Bag of Shite

Get well soon Mr Fandango, rest up and get some Lemsip down you, with extra honey naturally.

Chancellor of the exchequer is in trouble with no one really for not paying £3million in tax. He avoided it see, and if you’re in this British government, then it’s fine. One can do what one pleases with impunity and be damned the meddlesome left wing or “fair” press.
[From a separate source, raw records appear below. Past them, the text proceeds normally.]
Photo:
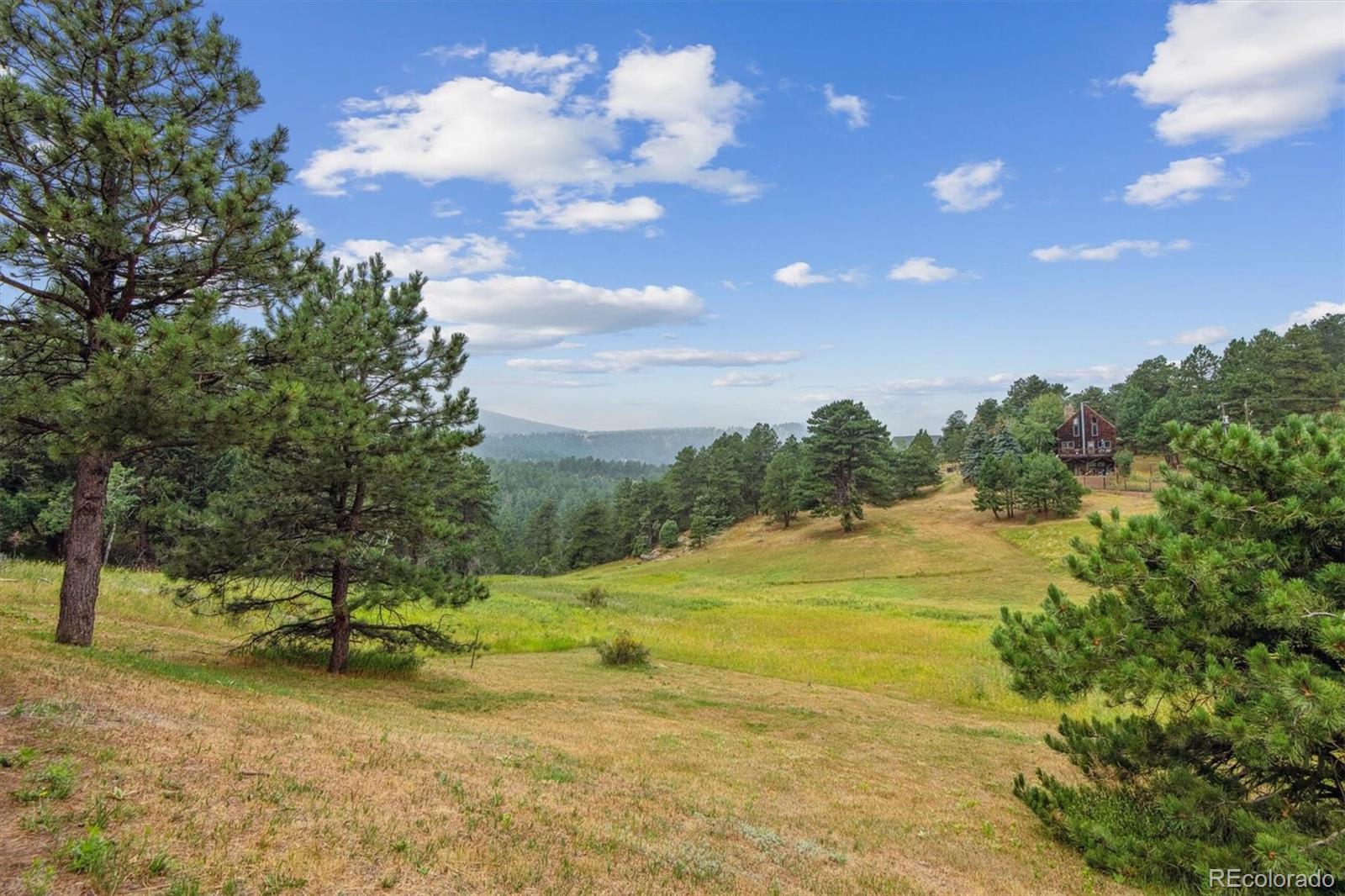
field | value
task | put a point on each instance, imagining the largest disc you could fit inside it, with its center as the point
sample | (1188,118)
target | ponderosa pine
(131,217)
(354,512)
(1217,626)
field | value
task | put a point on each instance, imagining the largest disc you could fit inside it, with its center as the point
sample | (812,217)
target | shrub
(55,781)
(378,663)
(623,650)
(595,596)
(669,535)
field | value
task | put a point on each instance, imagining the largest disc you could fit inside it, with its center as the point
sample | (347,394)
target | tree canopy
(1217,625)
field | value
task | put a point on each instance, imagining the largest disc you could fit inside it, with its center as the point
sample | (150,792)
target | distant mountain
(499,424)
(646,445)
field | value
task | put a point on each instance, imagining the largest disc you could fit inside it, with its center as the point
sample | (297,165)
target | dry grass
(545,771)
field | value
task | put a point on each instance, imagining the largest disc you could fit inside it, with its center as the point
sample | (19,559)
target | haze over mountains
(518,439)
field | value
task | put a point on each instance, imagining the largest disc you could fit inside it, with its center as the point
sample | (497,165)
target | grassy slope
(824,716)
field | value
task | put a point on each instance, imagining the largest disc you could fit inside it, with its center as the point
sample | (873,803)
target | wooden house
(1087,441)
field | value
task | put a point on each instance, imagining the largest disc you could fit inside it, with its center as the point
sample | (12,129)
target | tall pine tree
(851,461)
(1217,626)
(131,215)
(356,510)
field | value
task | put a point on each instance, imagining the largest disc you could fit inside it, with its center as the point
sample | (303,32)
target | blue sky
(657,215)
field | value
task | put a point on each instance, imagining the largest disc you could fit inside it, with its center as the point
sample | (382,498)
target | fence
(1113,482)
Its the time of year again where bags of dog shit appear in the hedgerows and ditches of this fair land, what a delight to see the bright plastic nestling in a puddle or to hear the incessant rustle of the bag stuck in a hawthorn. Just stop it people, we’ve all got bins at home I’m assuming

But over the weekend aside form another gigantic Tory scandal, which happen on a pretty much daily basis these days. It seems when I arrived back from London on Sunday afternoon, I had delivered 6 metal kazoos, in 6 wonderful metallic colours with strings to hang them round your necks so the urge to bring out the kazoo can be swiftly done, and the fuzzy buzzy sound which tickles your lips with a fizzy feeling and everyone can enjoy the music. Why did I get the Kazoos? Because I was drunk, that’s all there is to it, and speaking to my friend “L” from Clifton up here in the windy lands, he told me that there is a 2 pint limit in his home after which it is illegal to order anything from the internet, that’s a good plan as far as I can make out.